Zahl der Betroffenen ist höher als bislang vermutet
Die Historiker Simone Ladwig-Winters und Hans Bergemann stießen auf insgesamt 468 Einzelschicksale von Lehrkräften an höheren Berliner Schulen, die von Zwangsmaßnahmen betroffen waren. Damit ist die Zahl der Betroffenen deutlich höher, als bislang vermutet worden war. Für Volksschulen liegen keinerlei Daten vor, daher sei die Dunkelziffer der Betroffenen wohl deutlich höher, betonte Ladwig-Winter. Fast 200 Lehrkräfte wurden aus rassistischen oder politischen Gründen mit einem Berufsverbot belegt. Dutzende wurden in den folgenden Jahren ermordet. Die übrigen Lehrkräfte wurden zumeist versetzt oder in den vorzeitigen Ruhestand gedrängt.

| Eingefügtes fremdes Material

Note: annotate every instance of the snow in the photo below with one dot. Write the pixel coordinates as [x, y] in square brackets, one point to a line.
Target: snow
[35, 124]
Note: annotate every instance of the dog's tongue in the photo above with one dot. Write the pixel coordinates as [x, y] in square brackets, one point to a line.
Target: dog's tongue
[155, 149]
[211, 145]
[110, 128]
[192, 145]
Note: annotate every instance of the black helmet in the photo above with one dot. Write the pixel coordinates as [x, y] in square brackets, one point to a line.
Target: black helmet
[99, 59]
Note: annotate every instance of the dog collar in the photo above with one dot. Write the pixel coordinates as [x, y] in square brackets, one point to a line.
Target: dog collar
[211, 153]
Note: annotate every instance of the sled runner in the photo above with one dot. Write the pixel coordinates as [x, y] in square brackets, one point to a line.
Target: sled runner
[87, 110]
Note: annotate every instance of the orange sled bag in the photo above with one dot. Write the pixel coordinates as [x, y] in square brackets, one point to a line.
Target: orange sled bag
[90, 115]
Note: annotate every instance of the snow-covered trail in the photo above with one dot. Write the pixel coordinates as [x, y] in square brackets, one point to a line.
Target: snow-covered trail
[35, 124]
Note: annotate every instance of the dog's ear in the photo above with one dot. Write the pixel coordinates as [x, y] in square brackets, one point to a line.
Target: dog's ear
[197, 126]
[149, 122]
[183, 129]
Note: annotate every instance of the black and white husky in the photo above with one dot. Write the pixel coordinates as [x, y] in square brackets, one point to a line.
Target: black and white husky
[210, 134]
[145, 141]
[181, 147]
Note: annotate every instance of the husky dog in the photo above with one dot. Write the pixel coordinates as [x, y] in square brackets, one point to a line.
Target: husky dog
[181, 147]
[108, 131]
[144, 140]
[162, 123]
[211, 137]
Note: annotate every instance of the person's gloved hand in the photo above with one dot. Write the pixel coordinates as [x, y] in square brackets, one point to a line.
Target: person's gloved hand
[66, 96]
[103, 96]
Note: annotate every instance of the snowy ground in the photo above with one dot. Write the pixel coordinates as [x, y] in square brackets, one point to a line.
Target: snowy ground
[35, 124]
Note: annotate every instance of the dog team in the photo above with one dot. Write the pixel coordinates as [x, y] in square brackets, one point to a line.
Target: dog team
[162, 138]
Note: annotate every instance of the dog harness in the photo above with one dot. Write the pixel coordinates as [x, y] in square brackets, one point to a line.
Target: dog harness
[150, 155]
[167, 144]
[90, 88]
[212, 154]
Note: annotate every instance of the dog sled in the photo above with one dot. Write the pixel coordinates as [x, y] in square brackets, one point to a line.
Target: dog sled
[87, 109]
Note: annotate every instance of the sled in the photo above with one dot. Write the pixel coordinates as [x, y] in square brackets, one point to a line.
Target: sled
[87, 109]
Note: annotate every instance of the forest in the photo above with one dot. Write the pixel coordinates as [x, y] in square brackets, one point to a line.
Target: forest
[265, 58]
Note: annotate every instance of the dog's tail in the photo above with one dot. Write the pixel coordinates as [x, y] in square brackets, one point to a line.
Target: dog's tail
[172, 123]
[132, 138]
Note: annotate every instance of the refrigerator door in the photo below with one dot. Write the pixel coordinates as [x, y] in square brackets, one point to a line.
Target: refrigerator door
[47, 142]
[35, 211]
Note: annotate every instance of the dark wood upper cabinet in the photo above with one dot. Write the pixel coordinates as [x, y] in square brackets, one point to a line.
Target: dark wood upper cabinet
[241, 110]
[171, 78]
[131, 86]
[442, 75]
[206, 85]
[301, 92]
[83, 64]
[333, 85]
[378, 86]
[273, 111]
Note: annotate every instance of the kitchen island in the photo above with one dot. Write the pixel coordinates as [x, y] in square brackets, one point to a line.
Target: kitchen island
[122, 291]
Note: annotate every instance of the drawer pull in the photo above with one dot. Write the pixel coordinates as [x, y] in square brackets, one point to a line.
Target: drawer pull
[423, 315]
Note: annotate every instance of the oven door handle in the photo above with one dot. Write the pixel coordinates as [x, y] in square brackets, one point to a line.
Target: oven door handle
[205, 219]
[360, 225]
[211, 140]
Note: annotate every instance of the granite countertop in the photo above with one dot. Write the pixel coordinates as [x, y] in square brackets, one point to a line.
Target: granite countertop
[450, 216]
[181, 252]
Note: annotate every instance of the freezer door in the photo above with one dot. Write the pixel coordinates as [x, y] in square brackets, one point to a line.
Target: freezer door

Die Rolle der Lehrergewerkschaften war wenig rühmlich, betonte Doreen Siebernik, Vorsitzende der GEW Berlin. Lediglich der „Allgemeine Freie Lehrerverband“ habe aktiven Widerstand gegen das NS-Regime geleistet – und sich, einem Verbot zuvorkommend, schließlich selbst aufgelöst. Die übrigen Lehrerverbände hätten sich größtenteils bereitwillig an die Maßnahmen angepasst. „Deswegen ist es wichtig, dass wir uns der Verantwortung für die Geschichte stellen“, sagte Siebernik.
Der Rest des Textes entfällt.